If your team size (and hence velocity) is fluctuating from iteration to iteration, you can still do useful release planning by using average velocities over the past N sprints, assuming the team fluctuations will continue and hence their long-term average velocity will actually be stable.

Jon Moore
A: 

Your main problem here is that the team will find it hard to give predictable estimates and deliveries since the team is changing from sprint to sprint. This can also hurt the team commitment and continuous improvement.

This case might actually be well suited for a Kanban approach. Check out Henrik Knibergs introduction to Kanban for a quick overview.

Good luck!

mattek
Thanks for the response, and I agree. But I don't get how Kanban could help the team to give more predictable estimates although I'm sure it is helpful in other ways.
Martin Wickman
A: 

So, you have a project with a continually changing team size and your boss wants you to give him an accurate estimate of how long it will take? You can do this, as long as you keep in mind the difference between accurate and precise. Your precision will depend largely on the number of items and how granular (decomposed) each item is; the more items you have the more the Law of Large Numbers works for you, averaging out over- and underestimates.

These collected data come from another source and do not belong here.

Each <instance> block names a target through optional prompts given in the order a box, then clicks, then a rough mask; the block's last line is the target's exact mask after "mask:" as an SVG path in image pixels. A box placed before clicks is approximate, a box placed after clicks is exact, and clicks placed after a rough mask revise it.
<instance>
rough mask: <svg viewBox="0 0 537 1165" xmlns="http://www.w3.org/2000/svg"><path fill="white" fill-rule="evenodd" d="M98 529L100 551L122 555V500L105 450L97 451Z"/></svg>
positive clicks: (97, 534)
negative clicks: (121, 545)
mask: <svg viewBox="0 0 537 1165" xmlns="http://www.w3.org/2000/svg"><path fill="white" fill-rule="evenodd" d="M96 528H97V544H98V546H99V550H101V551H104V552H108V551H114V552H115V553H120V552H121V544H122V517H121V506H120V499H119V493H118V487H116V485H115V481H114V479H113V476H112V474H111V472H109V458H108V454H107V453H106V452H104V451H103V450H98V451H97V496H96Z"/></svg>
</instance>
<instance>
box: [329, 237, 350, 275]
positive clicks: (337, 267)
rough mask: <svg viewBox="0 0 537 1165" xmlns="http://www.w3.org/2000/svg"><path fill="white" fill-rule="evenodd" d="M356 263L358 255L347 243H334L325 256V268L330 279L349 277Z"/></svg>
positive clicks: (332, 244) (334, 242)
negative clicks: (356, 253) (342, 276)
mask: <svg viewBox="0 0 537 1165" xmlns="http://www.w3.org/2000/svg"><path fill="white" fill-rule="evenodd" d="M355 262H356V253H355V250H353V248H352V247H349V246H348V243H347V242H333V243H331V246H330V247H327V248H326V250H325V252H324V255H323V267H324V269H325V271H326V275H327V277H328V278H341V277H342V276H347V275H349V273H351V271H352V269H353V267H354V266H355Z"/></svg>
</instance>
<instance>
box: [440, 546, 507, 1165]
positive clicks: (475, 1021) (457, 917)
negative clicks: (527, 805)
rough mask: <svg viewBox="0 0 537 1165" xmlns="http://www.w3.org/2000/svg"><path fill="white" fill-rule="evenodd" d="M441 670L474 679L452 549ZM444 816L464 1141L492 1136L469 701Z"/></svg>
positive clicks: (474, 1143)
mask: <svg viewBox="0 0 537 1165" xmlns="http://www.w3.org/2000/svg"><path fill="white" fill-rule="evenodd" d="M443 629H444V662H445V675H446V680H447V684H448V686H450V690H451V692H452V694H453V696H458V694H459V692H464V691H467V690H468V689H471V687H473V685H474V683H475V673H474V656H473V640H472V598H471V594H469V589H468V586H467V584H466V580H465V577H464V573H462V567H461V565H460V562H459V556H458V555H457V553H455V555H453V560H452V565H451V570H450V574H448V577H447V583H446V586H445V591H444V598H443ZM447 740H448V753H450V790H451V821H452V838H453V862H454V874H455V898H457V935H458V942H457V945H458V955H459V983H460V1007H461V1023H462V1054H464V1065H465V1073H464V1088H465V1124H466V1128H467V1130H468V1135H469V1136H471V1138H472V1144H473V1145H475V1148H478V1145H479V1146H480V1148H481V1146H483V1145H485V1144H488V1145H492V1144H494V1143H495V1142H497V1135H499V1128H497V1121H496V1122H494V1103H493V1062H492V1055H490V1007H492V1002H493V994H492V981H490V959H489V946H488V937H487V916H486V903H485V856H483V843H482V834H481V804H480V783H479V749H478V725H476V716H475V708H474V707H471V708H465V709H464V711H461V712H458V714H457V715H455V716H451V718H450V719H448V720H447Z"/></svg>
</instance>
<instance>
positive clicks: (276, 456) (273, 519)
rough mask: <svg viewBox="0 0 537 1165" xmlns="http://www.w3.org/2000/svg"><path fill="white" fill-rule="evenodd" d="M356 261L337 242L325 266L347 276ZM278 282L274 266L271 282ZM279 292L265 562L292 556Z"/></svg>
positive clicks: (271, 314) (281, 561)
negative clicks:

Your accuracy is a function of confidence. Note that estimates aren't single-point values, they're a range with numbers with a percentage of confidence. For instance, a proper estimate wouldn't be "2 weeks" it would be "50% confidence of 2 weeks, 80% confidence of 4 weeks."

If I were the person assigned with the unenviable task of providing an estimate to completion for a project being managed as arbitrarily as in the original post, I'd try to figure out a range based upon the minimum number of folks assigned (e.g., "48 to 66 weeks given 2 developers [50% to 80% confident]"), and a range associated with the average number of folks assigned (e.g., "25 to 45 weeks with 5 developers [50% to 80% confident]"), and use the low figure from the average number along with the high figure from the minimum number (e.g., "25 to 66 weeks given anywhere from 2 to 5 developers [50% to 80% confident]"), and even then I'd put a disclaimer on it ("plus 10% for the lost time due to context switching").

Better yet, I'd explain exactly why this arrangement was, to be polite, sub-optimal, and why multi-tasking is a primary signpost on the road to project Hell.

As someone else suggested, changing the workflow from iteration-based to flow-based (Kanban) might well be a good strategy. With Kanban you handle changing project priorities by changing the priority of items in the backlog; once an item has been grabbed by the team it is generally finished (flows all of the way through the workflow, stakeholders aren't allowed to disrupt the team by screwing around with work-in-progress). I've used Kanban for sustained engineering projects and it worked very well. Re how it would help with estimates, the key to continuous flow is to try to have each work item be roughly the same size (1x, 2x, 3x, not 10x, 20x, 100x). You should track movement of items through the workflow by tracking dates of process state changes, e.g., Queue 1/15, Design 1/22, Dev 1/24, Test 2/4, Integrate 2/7, etc., and then generating a cumulative flow diagram regularly to evaluate the time-in-state durations over time. Working out how long the project should take given that you know the size of each item and the time through the workflow for items is a trivial computational exercise left to the reader. (The more interesting question is how to spot constraints... and then how to remove them. Hint: look for long times in states, because work piles up in front of constraints.)